From the past: June 2010, Isle Royale

 June 10, 2010; our 35th anniversary was approaching so Vicki planned a one week, all inclusive stay at Isle Royale National Park. We had arrived at Copper Harbor, MI at 9:30 p.m. today and were staying at Bella Vista Motel.
June 11: We were up at 6:30 a.m. and walked to the boat dock at 7:15 where we checked in, our bags were loaded and we began our 53 mile Lake Superior ride at 8:05 a.m. Arrived on the island at 11:30 where our bags were picked up and taken to our motel room. Remember, this was all inclusive so we headed to the dining room to eat. It began to rain lightly and the temperature was dropping but we decided to take the 1:30 trip to Passage Island Lighthouse. Ten people braved the rain (no longer light) and cold (45) for a 45 minute boat trip and then a very wet walk through the forest to get up to the 1881 light house. Sorry, no pictures, I didn't want to take my camera in the rain. The lighthouse was constructed because the ore and grain ships kept trying to short cut the route by traveling between Isle Royale and Passage Island. Ships would crash and sink so lighthouses were built. Even with a raincoat I was damp through my 3 layers of clothes by the time we headed back to the boat. Wanda, the park ranger, told a story of one lighthouse keeper and his family who were forgotten for pick-up in the fall. It was November so the husband rowed for help. While he was trying to get help winters storms arrived and the lake froze. His wife and 3 children survived the winter by fishing, hunting and living on berries. To give Vicki and I a taste of the experience we arrived back at our room to find there was no heat.

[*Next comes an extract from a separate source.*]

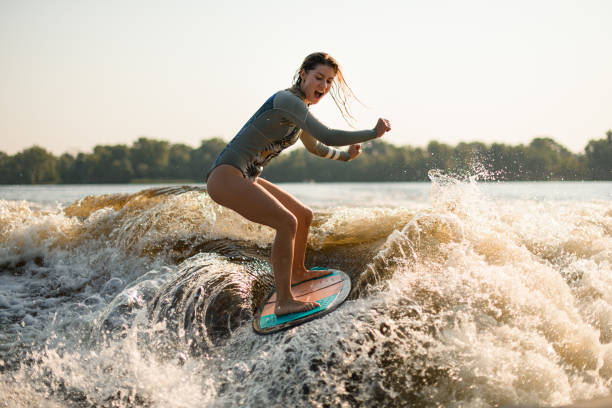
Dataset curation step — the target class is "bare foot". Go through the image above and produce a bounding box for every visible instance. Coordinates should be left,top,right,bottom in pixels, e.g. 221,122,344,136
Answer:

 Loons are everywhere around the island. 





 June 12: up at 7:00 a.m., rain stopped and not nearly as cold. Our room stayed warm all night and most of our clothes have dried. After a great breakfast (remember, this was all inclusive!), we decided to hike to Scoville Point which passed this Native American copper mine. I know it doesn't look like a mine, goes straight into the ground but the evidence of mining activity verified that copper had been dug out of the ground here. On the way back we hiked along Tobin Harbor which is where the seaplane arrives. We passed Smithwick Mine where mining went down 90' to find ore that had run out at 30'. Miners reported that biting black flies were so nasty the miners eyes would swell shut and once the fly season ended the mosquitoes came out and brought their own misery.

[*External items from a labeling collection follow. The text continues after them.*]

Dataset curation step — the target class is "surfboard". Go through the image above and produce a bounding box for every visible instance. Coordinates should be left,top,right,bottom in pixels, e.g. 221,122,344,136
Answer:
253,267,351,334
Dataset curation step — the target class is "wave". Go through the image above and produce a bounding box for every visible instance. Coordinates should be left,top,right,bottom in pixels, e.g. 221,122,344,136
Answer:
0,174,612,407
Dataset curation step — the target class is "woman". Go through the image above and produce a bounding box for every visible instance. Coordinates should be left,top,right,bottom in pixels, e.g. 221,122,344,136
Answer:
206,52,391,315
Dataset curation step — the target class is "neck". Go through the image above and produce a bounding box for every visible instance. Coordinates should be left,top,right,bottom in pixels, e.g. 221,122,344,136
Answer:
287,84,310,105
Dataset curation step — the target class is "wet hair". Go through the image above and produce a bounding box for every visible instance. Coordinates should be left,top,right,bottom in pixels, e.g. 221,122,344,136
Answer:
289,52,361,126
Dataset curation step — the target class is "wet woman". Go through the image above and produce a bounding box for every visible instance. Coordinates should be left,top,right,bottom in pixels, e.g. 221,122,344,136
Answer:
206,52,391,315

 June 13: Awake at 7:00 a.m. and went over for breakfast. We are learning, split breakfast today. Got our canoe and headed over to Tobin Bay because fog was rolling in on our side. The fog literally "rolls" over the outer islands and drops in. The canoe was fun, passed this old cabin and then docked across the bay. We hiked to Hidden Lake, mosquitoes were thick! We decided to hike the additional mile up to Louise Lookout, and passed through amazing moose territory but never saw one. No people, you really get to experience solitude and peace. The lodge has no tv so you truly disconnect from the outside world and can concentrate on letting go and enjoying God's creation. Headed back to dining room for lunch, no sun yet but temperature is the upper 50s, maybe even 60. Decided to go for a hike, it's raining very light so we followed the Rock Harbor trail for about a mile. You pass the "shelters" built for backpackers, screened on the open side, they have bunk-beds and are a place to spend a night organizing for your back country travel. 


 
June 14: Up at 7:00 again, fogged in on lake side. Went over for breakfast and came back to our room to read. About 9:40 we decided to go for a hike. From 10:00 to 3:00 we covered about 8 plus miles, Rock Harbor over toward Mt. Franklin then back along Tobin Bay. Weather became beautiful sunny day and we saw mother and two tiny baby loons on Tobin Bay. Tired, our meal was amazing. I had lake trout and Vicki had the chicken boursin. There was a lot more activity around today as more people were arriving, research groups heading into the back-country, many boats arriving and leaving. The busy season is about to begin.